The Military Service Act 1916 swept away the Home/Foreign service distinction, and all TF soldiers became liable for overseas service, if medically fit. Henceforth part of the role of the Home Service divisions was physical conditioning to render men fit for drafting overseas, alongside units of the Training Reserve. 'Graduated Battalions' of the Training Reserve were organised in four companies according to age, from 18 to 19 years. Recruits progressed from one to another company every three months, so that every three months there was a company of trained 19-year-old men available for drafting overseas. In July 1917 it was decided that the Graduated Battalions could serve in a Home Defence role while completing their training. Between July and September 1917, six Graduated Battalions replaced other units in 71st Division, and in October these were affiliated to line regiments and adopted territorial designations.

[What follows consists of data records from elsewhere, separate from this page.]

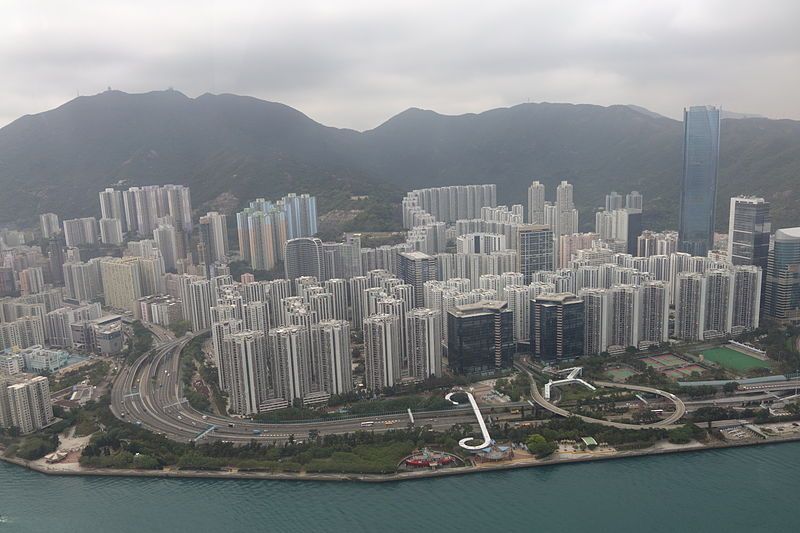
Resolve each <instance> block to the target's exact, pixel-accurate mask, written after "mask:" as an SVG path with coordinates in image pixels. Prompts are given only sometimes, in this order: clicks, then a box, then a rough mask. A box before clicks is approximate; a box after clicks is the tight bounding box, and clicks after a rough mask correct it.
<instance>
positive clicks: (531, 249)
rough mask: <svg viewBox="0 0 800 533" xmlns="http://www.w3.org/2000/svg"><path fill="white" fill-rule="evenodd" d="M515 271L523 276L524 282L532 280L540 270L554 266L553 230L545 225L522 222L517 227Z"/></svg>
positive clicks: (547, 269) (552, 269)
mask: <svg viewBox="0 0 800 533" xmlns="http://www.w3.org/2000/svg"><path fill="white" fill-rule="evenodd" d="M516 240H517V262H518V263H519V266H518V268H517V271H519V272H521V273H522V275H523V276H524V283H530V282H531V281H532V280H533V274H534V273H536V272H538V271H540V270H553V269H554V268H555V262H554V254H553V230H551V229H550V228H549V227H548V226H545V225H532V224H522V225H520V226H519V227H518V228H517V239H516Z"/></svg>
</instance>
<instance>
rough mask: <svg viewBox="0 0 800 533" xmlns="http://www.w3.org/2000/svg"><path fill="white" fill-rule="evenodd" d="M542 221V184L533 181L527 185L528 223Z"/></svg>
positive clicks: (539, 221) (542, 216) (531, 222)
mask: <svg viewBox="0 0 800 533" xmlns="http://www.w3.org/2000/svg"><path fill="white" fill-rule="evenodd" d="M544 223H545V221H544V184H542V183H539V182H538V181H534V182H533V183H531V186H530V187H528V224H544Z"/></svg>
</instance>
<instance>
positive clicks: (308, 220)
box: [279, 193, 317, 239]
mask: <svg viewBox="0 0 800 533" xmlns="http://www.w3.org/2000/svg"><path fill="white" fill-rule="evenodd" d="M279 204H281V205H282V207H283V210H284V212H285V213H286V236H287V238H288V239H297V238H300V237H312V236H314V235H315V234H316V233H317V199H316V197H314V196H310V195H308V194H301V195H300V196H297V195H296V194H294V193H290V194H287V195H286V196H284V197H283V198H281V201H280V202H279Z"/></svg>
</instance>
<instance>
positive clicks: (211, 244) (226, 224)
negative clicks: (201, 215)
mask: <svg viewBox="0 0 800 533" xmlns="http://www.w3.org/2000/svg"><path fill="white" fill-rule="evenodd" d="M199 226H200V242H201V243H202V245H203V250H204V253H205V255H204V257H202V258H201V262H202V263H203V264H206V265H210V264H211V263H218V262H219V263H224V262H225V261H226V259H227V255H228V226H227V219H226V217H225V215H221V214H219V213H217V212H216V211H211V212H209V213H206V215H205V216H203V217H200V223H199Z"/></svg>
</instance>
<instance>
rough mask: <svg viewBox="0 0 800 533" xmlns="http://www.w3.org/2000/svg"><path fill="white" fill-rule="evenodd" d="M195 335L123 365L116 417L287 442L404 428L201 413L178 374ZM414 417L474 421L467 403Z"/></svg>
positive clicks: (432, 411) (400, 418)
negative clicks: (184, 390) (463, 405)
mask: <svg viewBox="0 0 800 533" xmlns="http://www.w3.org/2000/svg"><path fill="white" fill-rule="evenodd" d="M194 336H195V335H187V336H185V337H182V338H180V339H175V338H174V337H171V336H169V335H167V334H166V333H163V332H159V335H158V341H159V344H158V345H157V346H156V347H155V348H153V350H151V352H149V353H147V354H145V355H143V356H141V357H139V358H138V359H137V360H136V361H134V363H133V364H131V365H130V366H126V367H123V369H122V370H121V371H120V373H119V374H118V375H117V378H116V380H115V382H114V386H113V388H112V394H111V410H112V412H113V413H114V415H115V416H116V417H117V418H119V419H121V420H125V421H128V422H131V423H136V424H139V425H141V426H142V427H144V428H146V429H149V430H150V431H153V432H155V433H159V434H162V435H164V436H166V437H167V438H169V439H172V440H176V441H180V442H192V441H205V440H208V441H211V440H217V441H219V440H221V441H230V442H235V443H247V442H250V441H252V440H255V441H258V442H285V441H287V440H288V439H289V438H290V437H291V438H294V439H296V440H305V439H307V438H308V435H309V432H310V431H312V430H313V431H316V432H319V433H320V434H342V433H352V432H354V431H358V430H362V429H367V428H365V427H364V426H362V423H368V424H369V427H368V429H369V430H370V431H388V430H390V429H397V428H402V427H405V426H406V423H407V420H408V417H407V416H404V415H402V414H396V413H395V414H387V415H371V416H363V417H357V418H347V419H339V420H323V421H309V422H291V423H279V424H278V423H263V422H256V421H252V420H249V419H245V418H236V417H231V416H220V415H214V414H211V413H204V412H201V411H198V410H196V409H194V408H193V407H192V406H191V405H189V403H188V402H187V401H186V400H185V398H183V391H182V388H183V384H182V382H181V380H180V376H179V369H180V352H181V350H182V349H183V347H184V346H185V345H186V344H187V343H188V342H189V341H190V340H191V339H192V338H193V337H194ZM526 405H527V403H524V402H514V403H507V404H503V405H498V406H497V407H498V408H504V407H511V408H513V407H520V406H526ZM495 416H497V417H498V418H499V419H500V420H504V419H505V420H508V419H511V418H516V417H518V416H519V415H505V414H501V415H495ZM413 417H414V419H415V420H414V421H415V423H416V425H418V426H430V427H431V428H432V429H436V430H445V429H448V428H450V427H451V426H453V425H454V424H470V423H474V421H475V418H474V416H473V411H472V410H471V409H470V408H469V407H468V406H463V407H461V406H457V407H454V408H452V409H447V410H435V411H425V412H423V411H415V412H414V413H413Z"/></svg>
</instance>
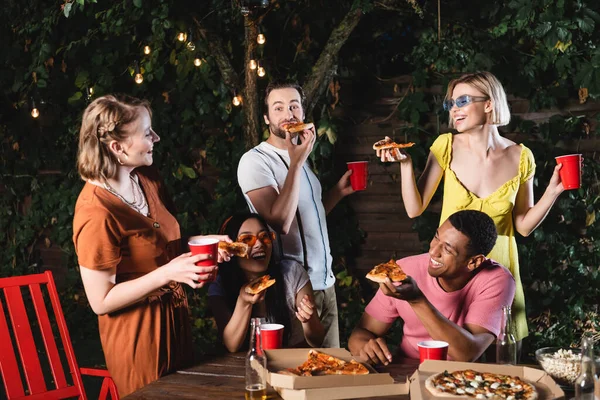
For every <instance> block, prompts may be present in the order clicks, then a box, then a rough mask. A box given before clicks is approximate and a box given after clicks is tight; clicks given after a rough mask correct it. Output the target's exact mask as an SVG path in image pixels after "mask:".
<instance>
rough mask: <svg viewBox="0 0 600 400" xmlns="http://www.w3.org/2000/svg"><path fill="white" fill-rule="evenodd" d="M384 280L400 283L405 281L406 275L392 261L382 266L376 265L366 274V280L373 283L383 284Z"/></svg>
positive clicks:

In October 1917, 214 Bde was formed into a Special Brigade for service at Murmansk, for which it was filled up with men of A1 medical category, and had a field artillery brigade, cyclist battalions and machine-gun companies added to its strength. However, apart from its Royal Engineers it never went to Russia, and was still in 71st Division in early 1918.

==Disbandment==
Towards the end of December 1917 the War Office decided to break up the three home service divisions. A number of battalions of 71st Division were disbanded that month, and on 12 January 1918 the War Office ordered the Commander-in-Chief, Home Forces, to break up the remainder of the division without delay. During February, 214th Special Brigade and 226th Mixed Brigade, with their attached troops, were transferred to 67th (2nd Home Counties) Division, and the six Graduated Battalions were transferred to 64th (2nd Highland) Division. CCCL Field Bde RFA moved to the School of Artillery at Larkhill Garrison and the Field Companies RE went overseas on active service. Disbandment of the remainder of the brigade headquarters and supporting units was complete by 8 April 1918.

The 71st Division title has never been reactivated.